Sunday

Specs as Boundaries: A Lightweight SDD Workflow for AI Coding Agents

AI coding agents are no longer just autocomplete tools. They can create project structures, implement features, write tests, refactor code, and explain their decisions.

That is exactly why they need better boundaries.

When an agent is weak, the problem is getting it to produce useful code. When an agent is strong, the problem becomes controlling what it changes, what it ignores, and how it stays aligned with the product.

If we only prompt the agent directly, the project can drift.

A single prompt may be clear in your head, but the agent does not always know the product boundary, the non-goals, the previous decisions, or the intended lifecycle of a feature. Over time, this creates a familiar mess:

“Why did the agent implement this extra thing?”
“Why did it change unrelated code?”
“Where is the actual product behavior documented?”
“Which spec is current and which one was just a temporary plan?”
“Why is the README saying one thing and the code doing another?”

This is where Spec-Driven Development, or SDD, becomes useful.

In this post, I want to explain SDD from a practical point of view: not as theory, not as a strict enterprise process, and not as a replacement for engineering judgment. I see it as a lightweight workflow for building software with AI coding agents.

I will use the workflow I used in my own Java CLI project, AgentTokenInsight, as the example.


I do not see SDD as a replacement for coding, testing, or engineering judgment.

I also do not see it as a heavy enterprise process that every tiny change must follow.

For me, lightweight SDD is useful when an AI coding agent is powerful enough to change a lot of code quickly. The goal is not to slow the agent down. The goal is to give it a clear boundary.

Use SDD for product behavior, APIs, CLI behavior, libraries, compatibility-sensitive changes, and multi-step features.

Do not force it for typos, tiny refactors, throwaway scripts, or experiments.

The point is not documentation.

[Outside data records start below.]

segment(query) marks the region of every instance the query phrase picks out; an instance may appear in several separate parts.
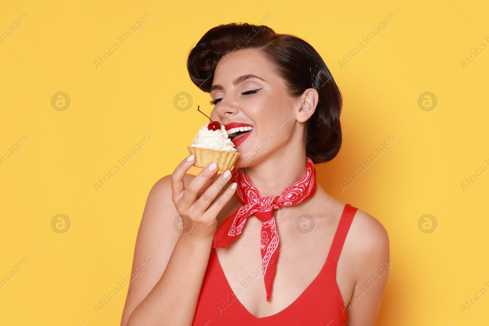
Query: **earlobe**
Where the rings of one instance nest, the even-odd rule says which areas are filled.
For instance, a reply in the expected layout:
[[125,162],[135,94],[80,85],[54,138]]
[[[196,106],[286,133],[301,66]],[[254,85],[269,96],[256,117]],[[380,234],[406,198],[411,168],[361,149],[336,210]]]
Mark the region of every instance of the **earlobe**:
[[301,96],[301,101],[297,112],[297,121],[306,121],[314,113],[318,99],[317,91],[314,88],[308,88]]

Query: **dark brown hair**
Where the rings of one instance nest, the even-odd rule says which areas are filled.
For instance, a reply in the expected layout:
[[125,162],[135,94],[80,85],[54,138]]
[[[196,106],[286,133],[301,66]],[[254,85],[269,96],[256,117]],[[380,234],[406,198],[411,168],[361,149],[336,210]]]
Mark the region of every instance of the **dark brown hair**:
[[[293,97],[307,88],[319,95],[306,128],[306,154],[314,163],[332,160],[341,146],[341,93],[321,56],[309,43],[293,35],[277,34],[264,25],[232,22],[211,28],[192,48],[187,61],[192,81],[210,92],[218,63],[244,48],[261,51],[277,69]],[[225,58],[227,59],[227,58]]]

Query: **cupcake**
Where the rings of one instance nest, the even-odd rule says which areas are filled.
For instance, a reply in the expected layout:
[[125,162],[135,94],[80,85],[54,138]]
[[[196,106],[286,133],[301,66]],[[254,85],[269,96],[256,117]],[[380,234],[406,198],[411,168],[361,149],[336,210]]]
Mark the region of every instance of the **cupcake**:
[[189,153],[195,155],[194,166],[205,168],[209,163],[215,162],[220,171],[231,170],[240,155],[233,142],[228,137],[224,126],[219,122],[203,126],[195,135],[192,145],[187,148]]

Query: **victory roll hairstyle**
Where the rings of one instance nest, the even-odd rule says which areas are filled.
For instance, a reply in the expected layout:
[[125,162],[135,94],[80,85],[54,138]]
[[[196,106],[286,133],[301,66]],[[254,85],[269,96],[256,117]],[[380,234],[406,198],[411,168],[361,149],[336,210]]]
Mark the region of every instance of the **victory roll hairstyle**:
[[334,158],[341,146],[341,93],[321,56],[303,40],[277,34],[264,25],[220,25],[209,30],[190,50],[187,61],[190,79],[210,92],[220,60],[244,48],[264,55],[285,81],[290,96],[298,98],[309,88],[317,91],[317,106],[306,123],[306,154],[315,164]]

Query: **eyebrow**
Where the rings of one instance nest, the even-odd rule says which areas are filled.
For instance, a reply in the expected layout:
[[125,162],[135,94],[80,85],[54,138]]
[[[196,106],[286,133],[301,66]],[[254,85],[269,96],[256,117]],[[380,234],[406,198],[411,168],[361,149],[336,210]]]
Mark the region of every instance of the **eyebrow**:
[[[233,82],[233,86],[236,86],[238,84],[242,83],[246,79],[249,79],[249,78],[254,78],[255,79],[259,79],[260,80],[263,81],[265,83],[267,82],[267,81],[262,78],[262,77],[258,77],[258,76],[256,76],[255,75],[253,75],[252,74],[248,74],[247,75],[243,75],[243,76],[240,76],[240,77],[235,79],[234,81]],[[211,89],[209,91],[209,92],[212,92],[213,90],[215,90],[216,89],[223,90],[224,89],[224,87],[221,86],[221,85],[213,85],[212,87],[211,87]]]

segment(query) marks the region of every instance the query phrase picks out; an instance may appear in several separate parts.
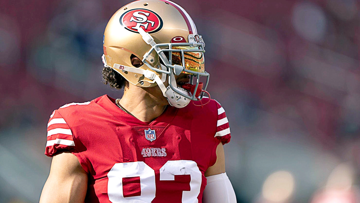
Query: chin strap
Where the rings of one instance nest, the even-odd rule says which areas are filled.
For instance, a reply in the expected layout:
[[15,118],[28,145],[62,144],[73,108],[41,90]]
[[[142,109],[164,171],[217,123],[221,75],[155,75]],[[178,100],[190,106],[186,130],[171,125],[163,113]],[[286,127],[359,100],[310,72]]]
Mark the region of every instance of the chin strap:
[[[203,106],[205,106],[205,105],[206,105],[209,102],[210,102],[210,94],[209,94],[209,93],[207,92],[207,91],[203,90],[202,89],[202,88],[203,85],[204,84],[203,83],[199,83],[199,85],[198,85],[198,88],[196,90],[196,91],[195,91],[195,88],[196,87],[196,85],[192,85],[191,84],[185,84],[183,85],[182,86],[181,86],[183,87],[183,88],[189,91],[193,95],[194,95],[194,94],[195,94],[195,98],[197,99],[198,100],[198,101],[200,102],[200,105],[198,105],[197,104],[196,104],[194,102],[194,100],[192,100],[193,104],[194,104],[194,105],[197,106],[201,106],[202,108],[203,107]],[[200,98],[200,97],[199,97],[200,96],[200,94],[202,92],[204,92],[205,93],[206,93],[206,94],[207,94],[209,96],[209,100],[208,100],[207,102],[206,103],[204,104],[203,104],[202,101],[201,101],[201,99]]]

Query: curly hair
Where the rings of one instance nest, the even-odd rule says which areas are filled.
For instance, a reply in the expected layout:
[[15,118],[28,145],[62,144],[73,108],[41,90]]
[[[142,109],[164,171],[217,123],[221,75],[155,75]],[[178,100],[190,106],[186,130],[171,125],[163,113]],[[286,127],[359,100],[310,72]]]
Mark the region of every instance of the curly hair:
[[129,88],[129,82],[119,73],[110,67],[103,68],[103,82],[112,88],[121,89]]

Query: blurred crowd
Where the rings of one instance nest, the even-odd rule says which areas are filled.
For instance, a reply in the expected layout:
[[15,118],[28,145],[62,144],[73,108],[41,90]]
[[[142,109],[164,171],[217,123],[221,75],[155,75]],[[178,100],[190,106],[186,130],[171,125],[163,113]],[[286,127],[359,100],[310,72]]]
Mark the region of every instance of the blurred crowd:
[[[360,203],[356,0],[174,1],[204,39],[239,203]],[[52,111],[121,91],[102,40],[124,0],[0,0],[0,203],[38,202]]]

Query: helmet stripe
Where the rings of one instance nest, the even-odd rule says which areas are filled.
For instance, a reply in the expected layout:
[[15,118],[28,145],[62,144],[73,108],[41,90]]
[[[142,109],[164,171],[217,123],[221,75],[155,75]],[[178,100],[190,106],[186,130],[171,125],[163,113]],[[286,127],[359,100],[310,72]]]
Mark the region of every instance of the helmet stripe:
[[185,11],[181,6],[175,4],[175,3],[168,1],[168,0],[160,0],[162,1],[164,1],[168,3],[170,5],[175,7],[177,10],[179,11],[180,13],[183,16],[185,22],[186,22],[186,25],[188,26],[188,28],[189,29],[189,34],[198,34],[197,30],[196,30],[196,27],[195,26],[194,21],[190,17],[189,14]]

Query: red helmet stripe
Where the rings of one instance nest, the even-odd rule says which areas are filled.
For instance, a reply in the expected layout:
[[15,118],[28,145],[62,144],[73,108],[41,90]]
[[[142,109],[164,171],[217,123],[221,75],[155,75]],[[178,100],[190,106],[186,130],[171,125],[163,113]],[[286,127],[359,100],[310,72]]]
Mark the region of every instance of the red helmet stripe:
[[[160,0],[162,1],[163,1],[164,2],[166,2],[168,3],[169,4],[171,5],[172,6],[175,7],[177,10],[179,11],[180,13],[181,14],[181,16],[183,16],[183,17],[184,18],[184,20],[185,20],[185,22],[186,22],[186,25],[188,26],[188,29],[189,29],[189,34],[197,34],[197,31],[196,30],[196,27],[195,27],[195,25],[194,23],[194,22],[193,22],[193,20],[190,18],[190,16],[187,13],[185,13],[186,11],[184,10],[184,9],[180,7],[180,6],[177,5],[176,4],[175,4],[174,2],[170,1],[168,1],[167,0]],[[187,14],[187,15],[186,15]],[[189,20],[189,18],[190,18]],[[190,21],[191,22],[190,22]],[[194,28],[193,29],[193,27]]]

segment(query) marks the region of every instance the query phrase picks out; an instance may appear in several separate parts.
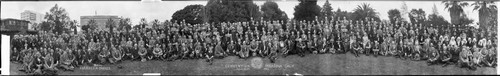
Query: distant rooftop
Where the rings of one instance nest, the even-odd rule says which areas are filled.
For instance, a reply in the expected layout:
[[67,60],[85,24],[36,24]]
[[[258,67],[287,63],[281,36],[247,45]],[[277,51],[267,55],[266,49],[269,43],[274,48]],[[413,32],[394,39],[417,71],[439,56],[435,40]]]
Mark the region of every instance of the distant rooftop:
[[118,18],[116,15],[92,15],[92,16],[80,16],[80,18]]
[[[2,19],[2,21],[5,21],[5,20],[26,21],[26,20],[21,20],[21,19],[14,19],[14,18],[5,18],[5,19]],[[26,21],[26,22],[30,22],[30,21]]]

The point is controlled delegation.


What is Spec-Driven Development?

Spec-Driven Development means we do not jump directly from idea to implementation.

Instead, every meaningful change goes through a small lifecycle:

propose → review → apply → test → sync → archive

In plain English:

  1. First, define what should change.
  2. Clarify why it should change.
  3. Write the expected behavior.
  4. List tasks.
  5. Review the scope before implementation.
  6. Implement only that approved scope.
  7. Run tests.
  8. Update the current product spec if behavior changed.
  9. Archive the completed change.

The propose step can create several files, such as:

proposal.md
design.md
tasks.md
spec.md

This is not the same as writing huge requirements documents. In fact, it should be the opposite.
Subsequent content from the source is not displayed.